Ingredients You’ll Need
- Let’s gather our ingredients—this recipe is all about smart, simple components that create a symphony of texture and taste. Using full-fat dairy here is key for the richest, creamiest base that won’t separate in the high heat of the oven.
- Pizza Dough: One pound of store-bought dough is perfect for convenience. Let it sit at room temperature for at least 30 minutes; it will be much easier to stretch without snapping back.
- Cream Cheese & Sour Cream: These form the luxurious, tangy foundation of our “sauce.” Full-fat varieties melt and brown beautifully.
- Fresh Garlic: Mince it finely so it distributes evenly. Believe me, the flavor of fresh garlic here is non-negotiable compared to powdered.
- Parmesan Cheese: Freshly grated Parmigiano-Reggiano adds a salty, nutty depth that pre-grated cheese can’t match.
- Fresh Spinach: You’ll wilt down a generous handful. I prefer fresh over frozen to avoid excess moisture.
- Artichoke Hearts: Look for quartered hearts in water, not oil. Drain them thoroughly and pat dry—this is the single most important step to prevent a soggy crust.
- Cheese Blend: Low-moisture, part-skim mozzarella gives you that iconic stretch, while fontina adds a buttery, melty quality. Provolone is a great substitute.
- Olive Oil & Seasonings: A simple brush of oil on the crust edge, plus black pepper and optional red pepper flakes, rounds everything out.
Note: You’ll find the complete list of ingredients, along with their exact measurements, in the printable recipe card at the bottom of this post.
Kitchen Equipment Needed
You don’t need fancy gear to make exceptional pizza. A baking sheet is perfectly fine, but if you have a pizza stone, now’s the time to use it.

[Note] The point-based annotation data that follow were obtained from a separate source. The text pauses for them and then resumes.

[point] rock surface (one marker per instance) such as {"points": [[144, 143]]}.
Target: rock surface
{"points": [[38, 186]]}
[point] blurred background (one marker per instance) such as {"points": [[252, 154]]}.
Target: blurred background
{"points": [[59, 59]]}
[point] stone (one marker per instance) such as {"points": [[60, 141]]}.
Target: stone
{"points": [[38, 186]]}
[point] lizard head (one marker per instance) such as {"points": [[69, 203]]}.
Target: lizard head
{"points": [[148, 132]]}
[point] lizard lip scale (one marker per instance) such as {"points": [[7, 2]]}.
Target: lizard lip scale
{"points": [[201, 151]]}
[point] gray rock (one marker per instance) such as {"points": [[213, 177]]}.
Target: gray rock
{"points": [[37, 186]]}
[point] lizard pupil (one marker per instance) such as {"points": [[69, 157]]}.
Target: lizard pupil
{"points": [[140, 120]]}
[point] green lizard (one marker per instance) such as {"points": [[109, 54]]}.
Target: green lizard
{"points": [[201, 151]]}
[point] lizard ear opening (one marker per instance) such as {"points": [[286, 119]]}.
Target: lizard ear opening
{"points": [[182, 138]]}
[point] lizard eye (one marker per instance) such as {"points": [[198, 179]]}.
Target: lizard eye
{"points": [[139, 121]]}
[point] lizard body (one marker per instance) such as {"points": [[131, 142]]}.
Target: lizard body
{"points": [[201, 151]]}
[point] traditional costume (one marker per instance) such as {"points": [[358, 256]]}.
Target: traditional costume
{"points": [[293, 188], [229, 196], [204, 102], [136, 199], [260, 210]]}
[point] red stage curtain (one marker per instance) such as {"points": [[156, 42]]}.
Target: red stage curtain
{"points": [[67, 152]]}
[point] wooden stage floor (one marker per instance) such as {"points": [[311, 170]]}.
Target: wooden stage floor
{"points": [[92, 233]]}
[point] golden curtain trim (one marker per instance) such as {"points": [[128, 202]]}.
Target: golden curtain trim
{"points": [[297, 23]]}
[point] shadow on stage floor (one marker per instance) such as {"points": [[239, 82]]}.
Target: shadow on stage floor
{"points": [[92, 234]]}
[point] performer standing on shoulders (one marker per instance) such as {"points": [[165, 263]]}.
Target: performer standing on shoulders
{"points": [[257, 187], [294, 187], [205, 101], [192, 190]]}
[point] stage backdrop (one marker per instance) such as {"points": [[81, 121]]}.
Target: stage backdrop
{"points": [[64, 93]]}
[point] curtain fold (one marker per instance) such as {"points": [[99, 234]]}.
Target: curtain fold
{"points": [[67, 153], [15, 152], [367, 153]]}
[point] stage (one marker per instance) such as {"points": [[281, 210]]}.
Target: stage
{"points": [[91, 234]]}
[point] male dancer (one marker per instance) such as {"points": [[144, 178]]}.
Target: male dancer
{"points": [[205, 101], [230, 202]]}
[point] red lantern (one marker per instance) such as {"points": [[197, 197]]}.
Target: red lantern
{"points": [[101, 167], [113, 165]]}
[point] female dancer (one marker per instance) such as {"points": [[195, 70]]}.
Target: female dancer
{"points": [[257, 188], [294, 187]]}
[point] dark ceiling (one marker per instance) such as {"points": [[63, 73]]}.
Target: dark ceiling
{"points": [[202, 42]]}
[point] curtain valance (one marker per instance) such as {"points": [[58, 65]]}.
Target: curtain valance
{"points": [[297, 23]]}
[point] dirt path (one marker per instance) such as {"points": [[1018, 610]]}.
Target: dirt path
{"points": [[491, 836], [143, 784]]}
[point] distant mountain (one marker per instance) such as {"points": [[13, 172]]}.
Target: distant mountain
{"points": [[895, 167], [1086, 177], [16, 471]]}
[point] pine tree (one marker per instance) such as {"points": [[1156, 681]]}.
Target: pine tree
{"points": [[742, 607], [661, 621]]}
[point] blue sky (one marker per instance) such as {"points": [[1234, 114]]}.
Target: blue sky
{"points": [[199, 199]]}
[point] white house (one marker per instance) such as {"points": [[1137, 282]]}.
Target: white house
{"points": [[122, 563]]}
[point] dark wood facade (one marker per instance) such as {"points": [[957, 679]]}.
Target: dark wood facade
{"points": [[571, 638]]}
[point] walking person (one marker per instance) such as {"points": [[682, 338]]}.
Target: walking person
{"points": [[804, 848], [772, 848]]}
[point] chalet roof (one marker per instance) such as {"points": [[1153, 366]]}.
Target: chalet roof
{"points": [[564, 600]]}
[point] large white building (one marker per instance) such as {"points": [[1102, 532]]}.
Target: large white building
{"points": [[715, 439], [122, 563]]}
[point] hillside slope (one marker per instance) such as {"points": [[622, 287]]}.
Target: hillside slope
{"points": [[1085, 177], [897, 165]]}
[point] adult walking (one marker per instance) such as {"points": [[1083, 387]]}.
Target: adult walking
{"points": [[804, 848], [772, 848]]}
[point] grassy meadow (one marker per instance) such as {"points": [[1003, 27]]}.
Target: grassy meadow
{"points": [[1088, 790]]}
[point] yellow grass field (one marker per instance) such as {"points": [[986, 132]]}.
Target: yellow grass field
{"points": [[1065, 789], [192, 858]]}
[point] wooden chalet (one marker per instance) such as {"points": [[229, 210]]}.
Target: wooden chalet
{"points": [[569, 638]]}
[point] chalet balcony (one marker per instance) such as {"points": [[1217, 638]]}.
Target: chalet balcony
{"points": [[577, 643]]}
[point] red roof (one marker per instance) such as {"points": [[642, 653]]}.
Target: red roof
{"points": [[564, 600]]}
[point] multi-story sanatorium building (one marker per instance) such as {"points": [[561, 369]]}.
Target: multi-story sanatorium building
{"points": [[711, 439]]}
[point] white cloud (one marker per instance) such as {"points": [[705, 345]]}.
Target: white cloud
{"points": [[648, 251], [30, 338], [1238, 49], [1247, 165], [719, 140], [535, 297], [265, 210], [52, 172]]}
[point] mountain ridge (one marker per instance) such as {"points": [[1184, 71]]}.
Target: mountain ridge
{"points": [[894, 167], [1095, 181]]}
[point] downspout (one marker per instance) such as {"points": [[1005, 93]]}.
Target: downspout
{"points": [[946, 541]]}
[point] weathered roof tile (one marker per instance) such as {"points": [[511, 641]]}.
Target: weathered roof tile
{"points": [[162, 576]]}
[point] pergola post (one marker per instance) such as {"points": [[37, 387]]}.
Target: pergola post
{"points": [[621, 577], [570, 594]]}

- Pizza Stone or Baking Sheet: A preheated stone is the secret to a crisp, professional bottom crust. If using a baking sheet, simply preheat it upside-down in the oven.
- Parchment Paper: This is your best friend for easy transferring. Shape the dough on the paper, then slide the whole thing onto the hot surface.
- Mixing Bowls: One medium bowl for the creamy base.
- Rolling Pin (Optional): Helpful for beginners, but you can also stretch the dough with your hands.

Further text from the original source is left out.